A well constructed limestone path wound between shrubs. Met an old man picking herbs to make country soup, but didn’t stop to enquire which — kicked myself later. In 3k I was crossing the busy road into the small town of La Riba where I found a friendly café for a coffee. The day was by now hot and sunny as I started the uphill bits. La Riba has built itself on paper mills established in the 18th century because of a good water supply. You pass many old ones, as well as modern units, as you climb steeply through the town and into the open countryside.
Looking Back to La Riba and beyond.
The track gained height and there was a view across the valley to crags of La Riba which I’ve climbed on in the past when visiting the Costa Durada. In fact the next few days will take me past many of the well known crags of the area, memory lane.

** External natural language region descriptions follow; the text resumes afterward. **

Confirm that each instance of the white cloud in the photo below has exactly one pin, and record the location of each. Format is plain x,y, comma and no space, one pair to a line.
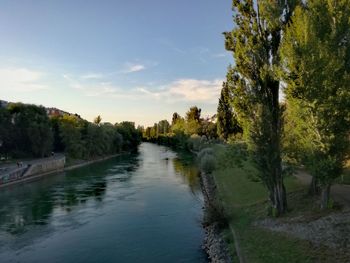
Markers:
186,90
131,68
221,55
92,76
196,90
181,90
21,79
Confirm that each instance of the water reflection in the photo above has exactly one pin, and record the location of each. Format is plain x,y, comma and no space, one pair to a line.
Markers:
136,208
184,166
63,191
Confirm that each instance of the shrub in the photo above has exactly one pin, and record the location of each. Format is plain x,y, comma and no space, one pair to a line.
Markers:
204,151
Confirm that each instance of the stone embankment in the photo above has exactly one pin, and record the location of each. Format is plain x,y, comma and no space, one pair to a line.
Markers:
214,245
32,170
332,231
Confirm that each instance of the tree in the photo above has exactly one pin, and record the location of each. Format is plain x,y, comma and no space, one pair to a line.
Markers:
227,123
70,132
163,127
6,132
193,121
175,118
98,120
32,130
316,68
254,41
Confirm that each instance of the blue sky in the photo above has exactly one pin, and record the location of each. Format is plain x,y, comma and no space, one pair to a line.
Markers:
131,60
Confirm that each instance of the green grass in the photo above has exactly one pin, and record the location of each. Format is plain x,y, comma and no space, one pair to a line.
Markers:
345,178
245,201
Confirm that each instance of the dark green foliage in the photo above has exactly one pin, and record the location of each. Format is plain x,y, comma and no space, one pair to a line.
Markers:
179,134
227,123
131,136
316,62
255,87
26,130
6,132
32,134
193,121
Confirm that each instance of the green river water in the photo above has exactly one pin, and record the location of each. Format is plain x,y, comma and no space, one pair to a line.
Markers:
143,207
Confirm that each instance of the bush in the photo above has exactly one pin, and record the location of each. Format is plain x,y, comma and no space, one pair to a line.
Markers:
205,151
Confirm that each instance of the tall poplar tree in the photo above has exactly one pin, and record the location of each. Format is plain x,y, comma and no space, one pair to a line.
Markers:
254,41
316,63
226,122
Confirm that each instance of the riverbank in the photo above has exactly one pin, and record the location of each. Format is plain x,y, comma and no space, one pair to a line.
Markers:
304,234
214,244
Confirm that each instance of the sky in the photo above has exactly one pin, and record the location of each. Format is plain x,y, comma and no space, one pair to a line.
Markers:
132,60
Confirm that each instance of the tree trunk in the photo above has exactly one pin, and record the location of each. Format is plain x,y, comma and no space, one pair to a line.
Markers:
314,189
325,196
280,200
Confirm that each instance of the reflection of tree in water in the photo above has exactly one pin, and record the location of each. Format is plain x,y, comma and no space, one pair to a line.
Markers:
33,204
189,171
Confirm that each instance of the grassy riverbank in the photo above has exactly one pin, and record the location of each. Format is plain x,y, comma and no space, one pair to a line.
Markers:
245,203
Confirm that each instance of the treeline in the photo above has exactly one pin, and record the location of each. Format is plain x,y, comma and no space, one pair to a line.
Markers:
186,132
27,131
302,48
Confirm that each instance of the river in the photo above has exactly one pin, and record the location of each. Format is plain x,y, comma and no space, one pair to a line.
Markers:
142,207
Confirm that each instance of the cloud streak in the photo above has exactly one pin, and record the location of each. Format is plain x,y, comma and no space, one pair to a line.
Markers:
181,90
21,80
132,68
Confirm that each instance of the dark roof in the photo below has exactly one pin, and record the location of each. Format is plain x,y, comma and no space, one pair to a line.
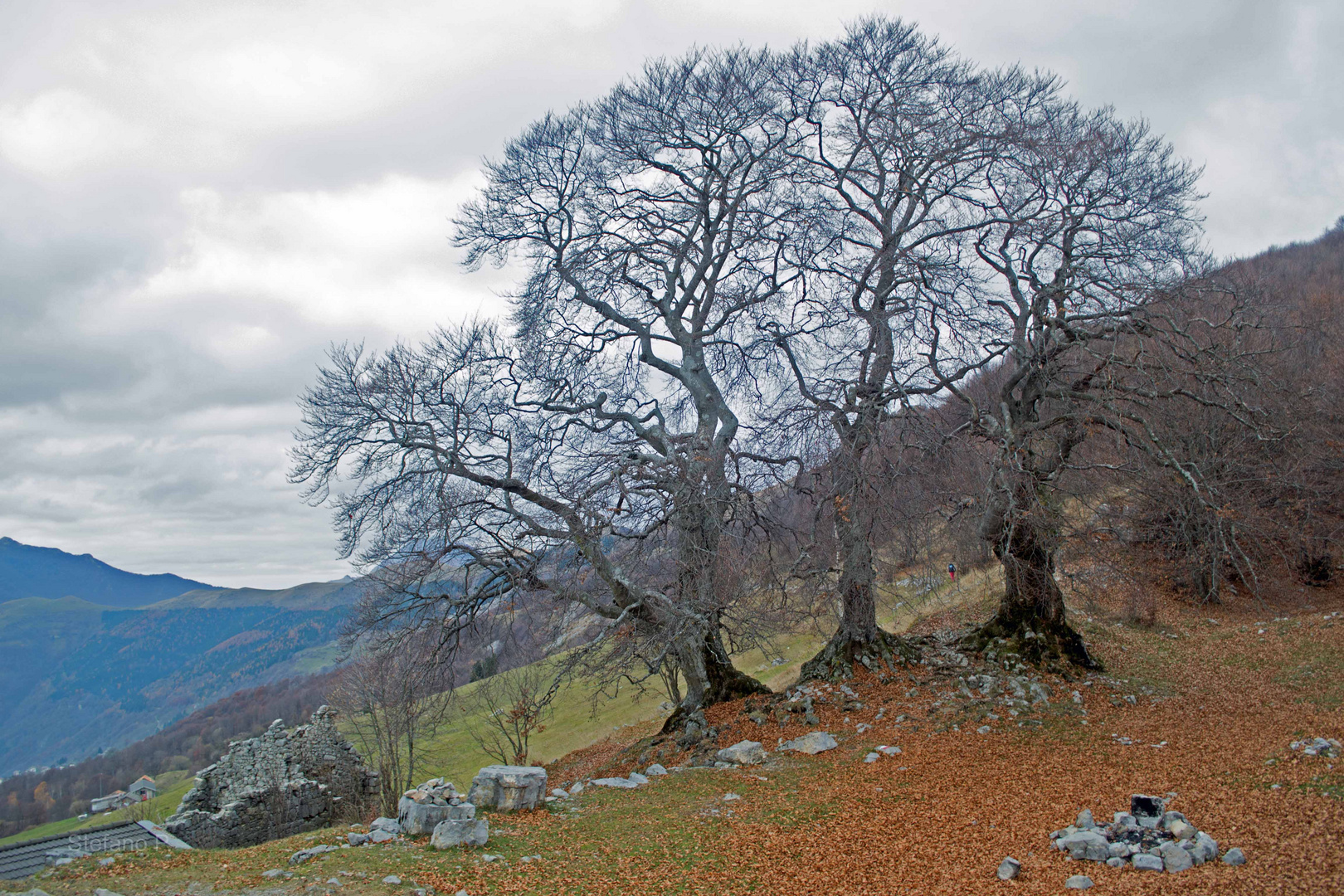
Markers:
28,857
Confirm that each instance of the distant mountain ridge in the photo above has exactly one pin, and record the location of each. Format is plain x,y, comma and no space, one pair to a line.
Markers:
30,571
95,657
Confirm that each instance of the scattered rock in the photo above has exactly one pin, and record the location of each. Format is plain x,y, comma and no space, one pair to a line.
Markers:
1317,747
811,743
509,787
464,829
390,825
277,785
613,782
746,752
304,855
1085,844
420,811
1175,859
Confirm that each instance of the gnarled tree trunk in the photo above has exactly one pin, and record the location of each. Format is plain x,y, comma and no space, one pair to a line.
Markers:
858,638
1031,616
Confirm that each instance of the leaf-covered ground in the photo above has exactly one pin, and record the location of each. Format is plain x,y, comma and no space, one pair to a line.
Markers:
1220,691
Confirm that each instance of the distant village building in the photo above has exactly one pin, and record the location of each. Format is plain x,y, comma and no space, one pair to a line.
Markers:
141,790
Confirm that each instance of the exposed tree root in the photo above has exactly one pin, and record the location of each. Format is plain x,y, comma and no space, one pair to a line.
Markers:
838,659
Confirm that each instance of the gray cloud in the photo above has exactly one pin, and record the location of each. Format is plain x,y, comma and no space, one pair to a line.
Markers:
197,197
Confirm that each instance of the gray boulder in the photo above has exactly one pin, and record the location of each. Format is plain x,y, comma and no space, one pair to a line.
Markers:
1205,848
420,818
390,825
509,787
460,832
1175,859
745,752
304,855
1086,844
811,743
615,782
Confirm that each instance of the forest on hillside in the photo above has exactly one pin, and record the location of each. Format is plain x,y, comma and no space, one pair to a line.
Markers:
791,323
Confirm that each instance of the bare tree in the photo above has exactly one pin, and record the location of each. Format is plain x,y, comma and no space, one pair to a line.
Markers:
1092,230
891,134
652,227
505,709
394,699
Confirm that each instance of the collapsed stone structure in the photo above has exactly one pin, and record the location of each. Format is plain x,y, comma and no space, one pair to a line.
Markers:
509,787
277,785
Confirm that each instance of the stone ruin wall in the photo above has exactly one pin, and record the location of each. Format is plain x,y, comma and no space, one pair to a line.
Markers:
277,785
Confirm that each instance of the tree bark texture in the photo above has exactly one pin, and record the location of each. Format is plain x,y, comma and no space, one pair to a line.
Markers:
1031,616
858,640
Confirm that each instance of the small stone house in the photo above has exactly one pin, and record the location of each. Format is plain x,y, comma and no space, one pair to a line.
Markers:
143,789
140,791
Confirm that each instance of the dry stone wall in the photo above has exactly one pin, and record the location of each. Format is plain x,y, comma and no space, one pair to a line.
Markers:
277,785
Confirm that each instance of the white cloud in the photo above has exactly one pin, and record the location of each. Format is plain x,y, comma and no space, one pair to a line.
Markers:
63,132
197,197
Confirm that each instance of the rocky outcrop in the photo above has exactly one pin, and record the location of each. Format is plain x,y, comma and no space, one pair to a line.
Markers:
509,787
422,809
277,785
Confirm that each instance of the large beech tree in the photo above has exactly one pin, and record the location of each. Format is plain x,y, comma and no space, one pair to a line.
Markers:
891,137
1090,236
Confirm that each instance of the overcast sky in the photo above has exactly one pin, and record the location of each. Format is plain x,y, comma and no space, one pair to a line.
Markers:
197,197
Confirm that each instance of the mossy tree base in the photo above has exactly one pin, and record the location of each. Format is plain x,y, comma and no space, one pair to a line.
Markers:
836,661
1040,642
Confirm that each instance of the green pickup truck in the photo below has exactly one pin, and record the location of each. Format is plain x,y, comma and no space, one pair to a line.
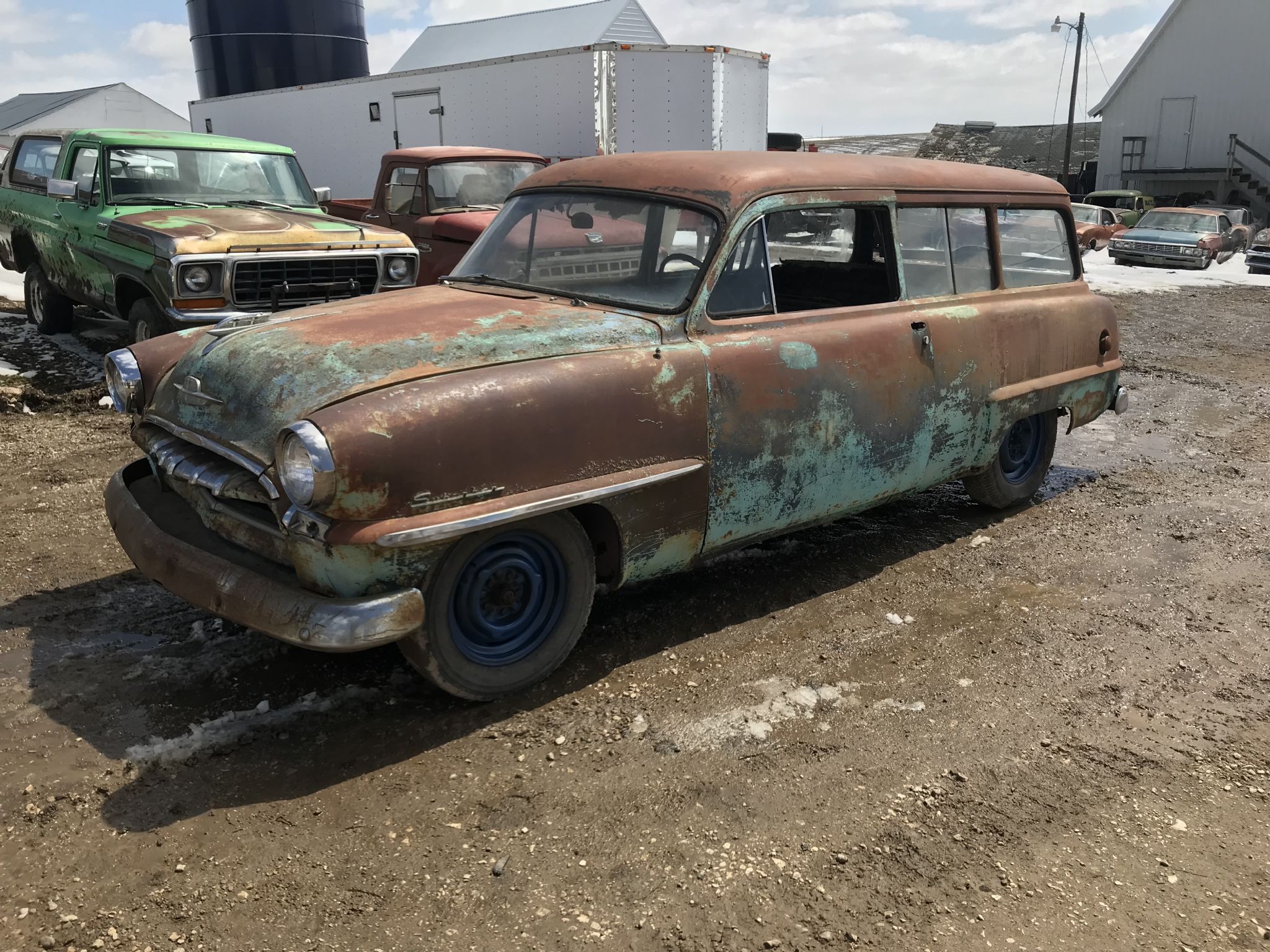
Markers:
169,230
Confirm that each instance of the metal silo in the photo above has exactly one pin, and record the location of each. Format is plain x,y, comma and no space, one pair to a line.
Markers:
244,46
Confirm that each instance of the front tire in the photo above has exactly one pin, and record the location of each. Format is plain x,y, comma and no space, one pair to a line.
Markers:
505,609
148,320
1020,465
48,310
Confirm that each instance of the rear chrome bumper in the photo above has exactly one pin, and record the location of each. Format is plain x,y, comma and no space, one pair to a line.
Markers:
169,553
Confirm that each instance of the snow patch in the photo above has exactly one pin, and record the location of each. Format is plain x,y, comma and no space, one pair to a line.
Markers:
781,701
236,726
1108,277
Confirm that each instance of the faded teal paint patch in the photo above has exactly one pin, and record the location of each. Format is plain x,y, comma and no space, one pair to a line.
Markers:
798,356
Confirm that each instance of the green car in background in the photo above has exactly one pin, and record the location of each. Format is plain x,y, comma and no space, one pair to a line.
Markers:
169,230
1128,205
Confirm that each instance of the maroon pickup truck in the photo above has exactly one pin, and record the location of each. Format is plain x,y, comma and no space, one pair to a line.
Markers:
442,197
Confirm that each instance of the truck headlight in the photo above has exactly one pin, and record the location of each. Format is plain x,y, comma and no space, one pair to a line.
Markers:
305,465
197,278
123,381
399,270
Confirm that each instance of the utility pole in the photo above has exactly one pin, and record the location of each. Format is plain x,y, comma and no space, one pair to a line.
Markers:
1071,111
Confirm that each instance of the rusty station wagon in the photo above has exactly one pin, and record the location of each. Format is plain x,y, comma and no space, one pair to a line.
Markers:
644,361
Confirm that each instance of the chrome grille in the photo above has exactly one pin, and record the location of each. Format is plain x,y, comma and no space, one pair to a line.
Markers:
198,466
254,281
1151,248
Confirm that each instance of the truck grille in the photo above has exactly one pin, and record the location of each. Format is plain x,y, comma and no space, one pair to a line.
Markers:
1152,249
254,281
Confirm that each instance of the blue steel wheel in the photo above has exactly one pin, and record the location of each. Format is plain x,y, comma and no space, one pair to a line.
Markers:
1020,465
508,598
504,609
1021,450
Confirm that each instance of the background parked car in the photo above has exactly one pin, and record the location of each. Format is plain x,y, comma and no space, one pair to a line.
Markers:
1130,205
1095,226
442,197
1178,238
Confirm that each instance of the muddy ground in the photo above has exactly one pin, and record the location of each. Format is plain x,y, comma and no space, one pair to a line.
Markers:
1068,747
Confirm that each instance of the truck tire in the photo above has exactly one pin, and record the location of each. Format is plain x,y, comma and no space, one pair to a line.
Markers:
148,320
47,309
505,609
1020,465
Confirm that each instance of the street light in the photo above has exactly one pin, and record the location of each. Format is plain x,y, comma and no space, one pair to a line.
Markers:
1055,27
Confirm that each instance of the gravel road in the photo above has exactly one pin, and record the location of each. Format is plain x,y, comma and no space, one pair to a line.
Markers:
1064,744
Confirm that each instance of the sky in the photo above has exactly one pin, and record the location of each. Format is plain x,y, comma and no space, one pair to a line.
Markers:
837,68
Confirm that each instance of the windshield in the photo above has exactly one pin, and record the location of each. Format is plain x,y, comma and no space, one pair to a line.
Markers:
1179,221
1110,201
630,252
456,186
205,177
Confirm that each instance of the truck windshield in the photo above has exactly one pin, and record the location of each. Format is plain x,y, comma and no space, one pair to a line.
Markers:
629,252
461,186
205,177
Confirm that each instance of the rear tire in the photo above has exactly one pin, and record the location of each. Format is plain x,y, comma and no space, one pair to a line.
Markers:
505,609
148,320
51,311
1020,465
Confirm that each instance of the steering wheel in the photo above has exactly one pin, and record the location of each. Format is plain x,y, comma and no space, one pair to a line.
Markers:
678,255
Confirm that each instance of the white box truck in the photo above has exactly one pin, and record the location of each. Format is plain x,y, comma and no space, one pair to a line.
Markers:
561,104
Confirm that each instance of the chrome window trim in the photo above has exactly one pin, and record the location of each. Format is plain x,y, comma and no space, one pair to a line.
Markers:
461,527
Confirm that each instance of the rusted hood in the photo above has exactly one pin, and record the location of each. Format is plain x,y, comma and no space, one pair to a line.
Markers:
277,374
172,231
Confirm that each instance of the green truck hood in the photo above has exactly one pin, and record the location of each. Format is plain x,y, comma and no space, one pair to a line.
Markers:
277,374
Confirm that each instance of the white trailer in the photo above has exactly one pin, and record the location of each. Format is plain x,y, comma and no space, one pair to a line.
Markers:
562,104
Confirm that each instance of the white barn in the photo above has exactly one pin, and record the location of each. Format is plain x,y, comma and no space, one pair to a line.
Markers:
579,24
1188,113
116,106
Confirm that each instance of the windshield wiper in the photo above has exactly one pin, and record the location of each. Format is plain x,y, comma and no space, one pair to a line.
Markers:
260,203
156,200
466,208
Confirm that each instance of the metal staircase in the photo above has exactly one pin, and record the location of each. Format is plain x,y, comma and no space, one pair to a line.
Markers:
1251,169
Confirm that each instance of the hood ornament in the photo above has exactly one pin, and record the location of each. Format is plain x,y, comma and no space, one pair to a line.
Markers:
192,392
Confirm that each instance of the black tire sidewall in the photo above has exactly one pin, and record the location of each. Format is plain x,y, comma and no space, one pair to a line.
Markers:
432,650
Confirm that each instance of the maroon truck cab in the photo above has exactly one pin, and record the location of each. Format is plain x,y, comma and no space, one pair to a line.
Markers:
443,197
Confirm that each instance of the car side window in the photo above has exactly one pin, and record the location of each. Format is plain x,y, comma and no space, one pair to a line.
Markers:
403,193
923,252
35,162
832,257
1036,248
84,170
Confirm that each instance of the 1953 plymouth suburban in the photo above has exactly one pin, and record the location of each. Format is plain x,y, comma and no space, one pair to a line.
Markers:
644,361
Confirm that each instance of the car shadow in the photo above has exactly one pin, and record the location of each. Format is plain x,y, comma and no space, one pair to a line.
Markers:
143,677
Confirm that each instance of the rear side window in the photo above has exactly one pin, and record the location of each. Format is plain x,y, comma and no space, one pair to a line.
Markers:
1034,248
945,252
35,162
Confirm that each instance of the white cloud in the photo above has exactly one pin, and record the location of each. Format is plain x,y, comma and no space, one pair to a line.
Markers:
386,48
397,9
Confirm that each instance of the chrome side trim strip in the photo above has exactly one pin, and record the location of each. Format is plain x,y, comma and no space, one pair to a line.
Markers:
200,441
461,527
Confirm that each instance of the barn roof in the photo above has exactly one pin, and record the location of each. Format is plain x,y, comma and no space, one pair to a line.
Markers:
580,24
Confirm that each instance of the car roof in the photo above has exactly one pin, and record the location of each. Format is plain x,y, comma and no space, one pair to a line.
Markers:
429,155
730,180
163,139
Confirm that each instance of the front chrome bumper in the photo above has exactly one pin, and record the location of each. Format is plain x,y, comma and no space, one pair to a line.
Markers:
171,555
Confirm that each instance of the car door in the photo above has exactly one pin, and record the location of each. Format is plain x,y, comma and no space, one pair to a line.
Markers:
821,385
86,272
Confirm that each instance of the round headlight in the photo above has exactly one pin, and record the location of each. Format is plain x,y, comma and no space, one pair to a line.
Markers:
399,270
305,465
123,381
196,278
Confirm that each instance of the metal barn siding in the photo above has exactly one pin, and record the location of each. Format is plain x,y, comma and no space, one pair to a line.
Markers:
1186,92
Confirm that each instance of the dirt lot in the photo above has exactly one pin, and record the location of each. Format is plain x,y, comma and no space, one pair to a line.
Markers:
1068,747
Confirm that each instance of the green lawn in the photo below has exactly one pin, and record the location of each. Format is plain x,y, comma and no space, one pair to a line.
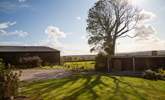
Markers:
95,87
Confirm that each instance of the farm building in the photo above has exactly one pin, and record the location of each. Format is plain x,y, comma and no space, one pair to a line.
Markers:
138,61
13,54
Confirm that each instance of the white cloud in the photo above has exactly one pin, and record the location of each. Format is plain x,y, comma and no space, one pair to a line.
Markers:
145,32
5,25
78,18
54,32
146,15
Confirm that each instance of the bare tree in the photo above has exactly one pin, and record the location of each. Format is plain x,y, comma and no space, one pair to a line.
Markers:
109,20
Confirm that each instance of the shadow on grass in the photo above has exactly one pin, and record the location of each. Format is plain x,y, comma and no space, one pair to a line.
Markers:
85,87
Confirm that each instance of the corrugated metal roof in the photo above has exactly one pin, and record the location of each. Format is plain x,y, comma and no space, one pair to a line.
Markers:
27,49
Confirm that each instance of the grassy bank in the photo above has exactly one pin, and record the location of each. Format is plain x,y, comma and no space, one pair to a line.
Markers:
95,87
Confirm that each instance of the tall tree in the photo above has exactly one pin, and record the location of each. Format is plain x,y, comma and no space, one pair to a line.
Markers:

Topped up with fresh water at Font Pasqual — “flavour of the rock, pine, lavender and rosemary from the depths of the mountain”
The track now left the forest road and headed straight into the thick, prickly, undergrowth. Seemed to just plough it’s way through on stony ground — not very pleasant at all. There were signs of wild boar activity but unfortunately [or perhaps fortunately] one never see them in the day. Hot and sweaty, with few views.
This was apparently one of the first climbing venues in the Prades mountains, over 50 years ago. There are the remains of rusting bolts and pitons visible, and some of the largest name plaques I’ve ever seen on rock. Suspect a lot of the climbing would have been artificial in those days.
Battling on through the never ending forest I eventually came out at a col onto a forest road which dropped into a valley and a confusion of other rough roads. None of these seemed to fit with the map so I needed to be careful not to miss the faint waymarks at junctions. Came past an isolated holiday house and a handy font somewhere along the way. Didn’t see a soul!
Expected to keep following the forest road out but the path kept heading off into the scrub and re-emerging onto road. I’m fairly sure it was the same rough road all the way and I could have followed it. The day seemed to be getting longer and I was glad to see the church spire on its hill at Mont-ral. Here there was a climbers’ refuge [Refugi Muste Recasens] which I knew was open and it didn’t take long to find it in the small village.
A friendly warden and it looked like I had the dormitory to myself. Rested up and then enjoyed a simple refuge supper of omelette, beans, salad and chips. Just as I was going to retire two young French climbers came in for the night so chatted to them about the climbing in the area. Not a noise in the night.